10・パパらしく??

第11話

私は恭一を抱っこして貴重品のみ…身一つで雅之の家に来た。


「待っていたよ」

「これからお世話になります」


私たちは契約結婚で3年夫婦生活して離婚する。


「迎えに行ったのに断るな。

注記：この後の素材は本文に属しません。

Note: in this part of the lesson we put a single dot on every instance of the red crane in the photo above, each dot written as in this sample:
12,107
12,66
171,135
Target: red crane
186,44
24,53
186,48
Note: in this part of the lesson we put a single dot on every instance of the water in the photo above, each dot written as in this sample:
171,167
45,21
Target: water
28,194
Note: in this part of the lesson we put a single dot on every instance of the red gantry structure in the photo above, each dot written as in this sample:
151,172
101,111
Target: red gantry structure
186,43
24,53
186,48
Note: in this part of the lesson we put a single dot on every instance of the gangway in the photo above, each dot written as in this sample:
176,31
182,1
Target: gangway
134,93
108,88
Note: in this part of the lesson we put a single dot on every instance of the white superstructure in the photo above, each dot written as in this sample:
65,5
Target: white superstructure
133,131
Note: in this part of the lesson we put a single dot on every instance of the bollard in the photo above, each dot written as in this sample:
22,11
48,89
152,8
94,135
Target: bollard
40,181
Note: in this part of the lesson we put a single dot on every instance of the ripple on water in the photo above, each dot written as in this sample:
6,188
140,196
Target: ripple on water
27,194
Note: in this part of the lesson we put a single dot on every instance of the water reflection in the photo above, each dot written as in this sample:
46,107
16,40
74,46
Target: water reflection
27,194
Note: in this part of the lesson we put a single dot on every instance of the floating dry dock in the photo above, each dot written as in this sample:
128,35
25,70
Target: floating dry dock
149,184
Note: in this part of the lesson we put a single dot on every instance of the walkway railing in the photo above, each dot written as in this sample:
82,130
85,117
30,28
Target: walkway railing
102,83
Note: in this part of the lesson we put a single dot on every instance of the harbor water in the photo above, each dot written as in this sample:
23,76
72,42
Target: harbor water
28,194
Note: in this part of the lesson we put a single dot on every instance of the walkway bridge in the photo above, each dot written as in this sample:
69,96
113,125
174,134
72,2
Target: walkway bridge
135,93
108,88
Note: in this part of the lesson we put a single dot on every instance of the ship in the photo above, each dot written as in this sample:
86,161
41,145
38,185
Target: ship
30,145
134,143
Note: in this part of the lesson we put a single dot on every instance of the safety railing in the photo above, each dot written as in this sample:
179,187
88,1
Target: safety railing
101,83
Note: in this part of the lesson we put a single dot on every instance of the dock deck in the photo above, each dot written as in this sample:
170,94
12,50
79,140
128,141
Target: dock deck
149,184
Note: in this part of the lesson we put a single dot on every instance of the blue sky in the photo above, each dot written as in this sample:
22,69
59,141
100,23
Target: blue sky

もう1人の体じゃないだろ?」

「お断りします。私と恭一…2人で生きて来たの。今更頼れないわよ」

「これからは俺に頼れ」


頼り方なんて忘れてしまった。

雅之の所に住んでも頼っちゃいけない。


「ところでお前、荷物少なすぎだろ?」

「必要最低限よ?だからじゅうを提供してくれた時嬉しかったわ。家賃は半分こしてね!」


雅之に笑いかけたら次の瞬間には雅之の胸の中に入っていた。


「なっ…」

「そんな顔…他の男に絶対見せねぇー」


ボソッと何か言った気がするけど聞こえなく

慌てて離れようとしたら恭一を抱っこした雅之。


「雅之!」

「恭一だな。重いなぁー。ママを困らせるなよ」

「?。…っく」


知らない男の人に抱っこされて泣き出しそうになっており慌てて雅之から恭一を抱っこしようとしたら雅之に止められた。


「恭一が泣いちゃうわ」

「男なんだ。泣かせておけ。強くなるだろ?」


案の定、泣く恭一に雅之は笑って「泣け、泣け」と言って高い高いをしている。


「雅之!!」


初めて見る高い景色に恭一の泣きが止まって今度は笑ってる。


「おっ?笑ったな。面白いか?」

「ママ、ママ」

「楽しいね、良かったね。恭一」


高い高いが終わって雅之が改めて抱っこして

恭一と視線を合わせる。


「パパ?」

「違…」


違う…?

恭一には嘘はつきたくないけど、雅之は本当の

パパだけど恭一が自分の子供なんて知らない。


「恭一、パパだよ」

「!!」


今だけ真実を貫かせて。

今だけ、雅之の子供は恭一だと信じさせて。


「真弥?どうした?」

「えっ?なんでもない。2人可愛いなって」


嬉しくて悲しくて涙を流していた。


「なんだそれ?」


今だけ。3年間だけの間で良いから信じたい。